The Great Debate is part of a larger effort on our campus that aims to bridge classroom learning with the experience of public, democratic participation. It is linked to other programs, like the Town Hall Meeting and Book in Common, that also integrate academic and civic work and then showcase it in a public arena. All of these expressions of public engagement are elements of our First-Year Experience Program. In higher education circles these activities are collectively known as “public sphere pedagogy.” And no college or university has embraced this effort as deeply or as well as Chico State.

Led by Dean of Undergraduate Education Bill Loker and professors Thia Wolf, Ellie Ertle, and Zach Justus, and supported by a host of students and faculty who serve as mentors and facilitators, our public sphere pedagogy efforts have drawn national attention.
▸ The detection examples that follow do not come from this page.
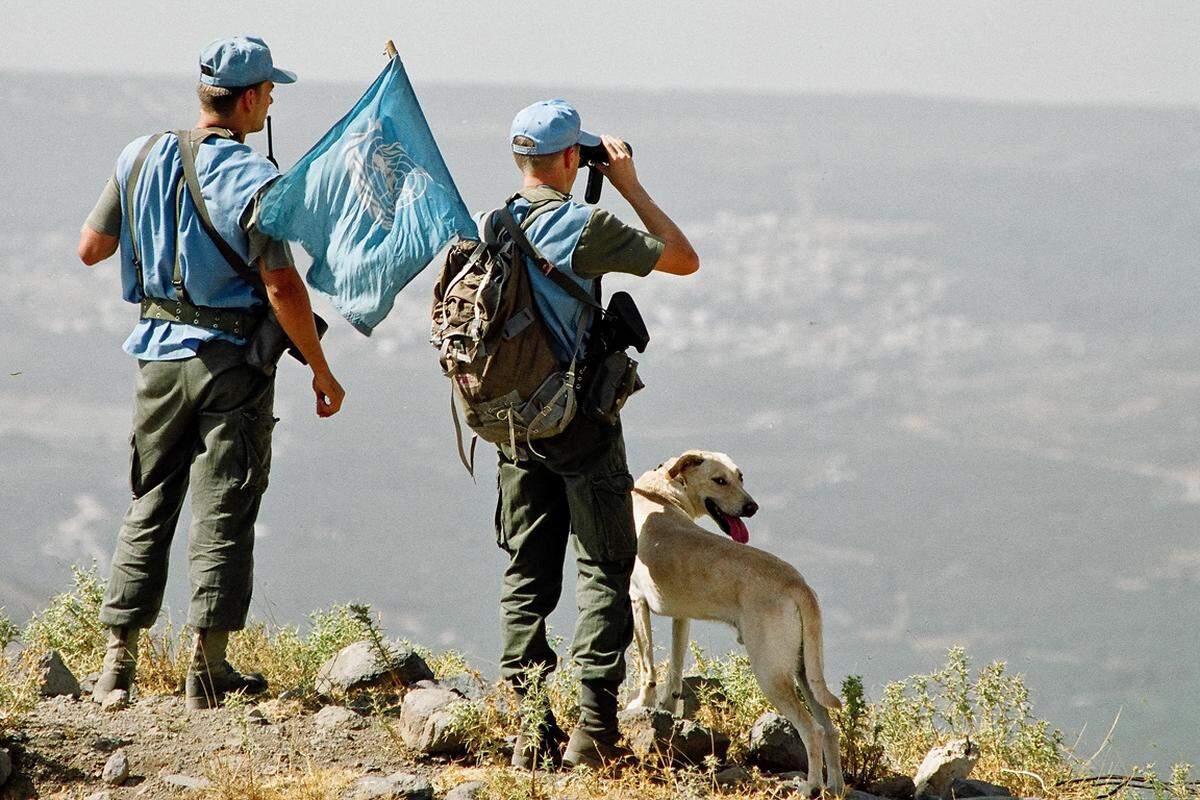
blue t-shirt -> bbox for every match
[115,133,280,361]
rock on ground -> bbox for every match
[342,772,433,800]
[162,772,212,789]
[100,750,130,786]
[671,720,730,766]
[100,688,130,711]
[400,686,467,754]
[713,766,750,788]
[676,675,725,720]
[316,639,433,694]
[746,711,809,772]
[619,709,730,765]
[312,705,367,730]
[445,781,487,800]
[865,775,917,800]
[950,778,1013,800]
[37,650,80,697]
[618,709,674,760]
[912,739,979,798]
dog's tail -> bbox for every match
[793,579,841,709]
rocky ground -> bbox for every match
[0,696,438,800]
[0,642,1032,800]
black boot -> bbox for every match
[91,627,142,703]
[512,709,566,770]
[185,661,266,711]
[563,680,634,769]
[184,628,266,711]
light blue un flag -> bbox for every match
[259,58,476,336]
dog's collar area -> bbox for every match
[634,486,686,513]
[704,498,730,536]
One of the key reasons they have done so is the impressive evidence we now have after several years of experience with these programs that this kind of active learning positively affects student success. The first-to-second-year retention rate of students who have participated in the Town Hall, for example, is 5 to 7 percent stronger than those who have not.

In so many other ways, these programs emphasize the responsibility we have to prepare our students not only to take their place in our state’s workforce, but also to contribute to the quality of civic life as engaged, informed members of their communities. They reflect our belief that, through interactions with other students, alumni, local citizens, and public officials, the students who participate in these programs will gain a greater sense of their place in our community and strive to contribute to its betterment.

Public sphere pedagogy has blossomed in fertile ground here. Its roots and partners are myriad: CAVE, CLIC, the CCLC and other programs of student leadership development, such as LeadCat and the Freshmen Leadership Opportunity, the annual Blitz Build, the transformation of Cesar Chavez Day from a party time to a day of service, the restructuring of Greek life along lines of citizenship and service, and our new student orientation messaging that emphasizes high expectations for our students both on campus and in our community. These and so many other programs in our classrooms and across our campus are connected to the larger goals of active learning and responsible, accountable student behavior.

As with the homeless, we know that our students are sometimes cast in a negative light by members of the Chico community who look for easy targets to blame for whatever they think ails our city. But the evidence is so overwhelming to the contrary. Our commitment to public sphere pedagogy adds to that evidence. And in this season of gratitude and giving, we should be mindful of the civic values, good intentions, and immeasurable benefits that are connected to this effort.